After using groupby on certain columns of a dataframe, and subsequently using apply to test whether a string exists in another column, pandas only return those columns that were grouped by and the last column created with the apply. Is it possible to return all columns associated with the groupby by and test? For instance grouping by unique identifiers for a conversation thread, and testing whether a string exists in another column, but then include some other columns that exist in the dataframe but belong to the specific group?
I've tried using a groupby, followed by using apply for an anonymous function.
df.head()
shipment_id shipper_id courier_id Question sender
0 14 9962 228898 Let's get your furbabys home Apple pet transpo... courier
1 91919 190872 196838 Hi I'm kevin thims and I'm happy to do the job... courier
2 92187 191128 196838 Hi I'm kevin thims and I'm happy to do the job... shipper
unique_thread_indentifier = ['shipment_id', 'shipper_id', 'courier_id']
required_variables = ['shipment_id', 'shipper_id', 'courier_id', 'Question', 'sender']
df_new = (
df
.groupby(unique_thread_indentifier)[required_variables]

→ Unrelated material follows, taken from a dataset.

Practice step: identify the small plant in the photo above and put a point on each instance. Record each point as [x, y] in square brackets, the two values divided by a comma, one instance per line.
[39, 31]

.apply(lambda group: 'shipper' in group['sender'].unique())
.to_frame(name='shipper_replied')
.reset_index()
)
df_new.head()
shipment_id shipper_id courier_id shipper_replied
0 14 9962 228898 False
1 91919 190872 196838 False
2 92187 191128 196838 True
What I'm aiming to do is to include the column Question
and sender
back in the final dataframe. Expected output would look like:
shipment_id shipper_id courier_id Question sender shipper_replied
0 14 9962 228898 Let's get your furbabys home Apple pet transpo... courier False
1 91919 190872 196838 Hi I'm kevin thims and I'm happy to do the job... courier False
2 92187 191128 196838 Hi I'm kevin thims and I'm happy to do the job... shipper True
I believe you need GroupBy.transform
:
df['shipper_replied'] = (df.groupby(unique_thread_indentifier)['sender']
.transform(lambda group: 'shipper' in group.unique()))
print (df)
shipment_id shipper_id courier_id \
0 14 9962 228898
1 91919 190872 196838
2 92187 191128 196838
Question sender shipper_replied
0 Let's get your furbabys home Apple pet transpo. courier False
1 Hi I'm kevin thims and I'm happy to do the job courier False
2 Hi I'm kevin thims and I'm happy to do the job shipper True
Another solution:
df['shipper_replied'] = (df.assign(new = df['sender'].eq('shipper'))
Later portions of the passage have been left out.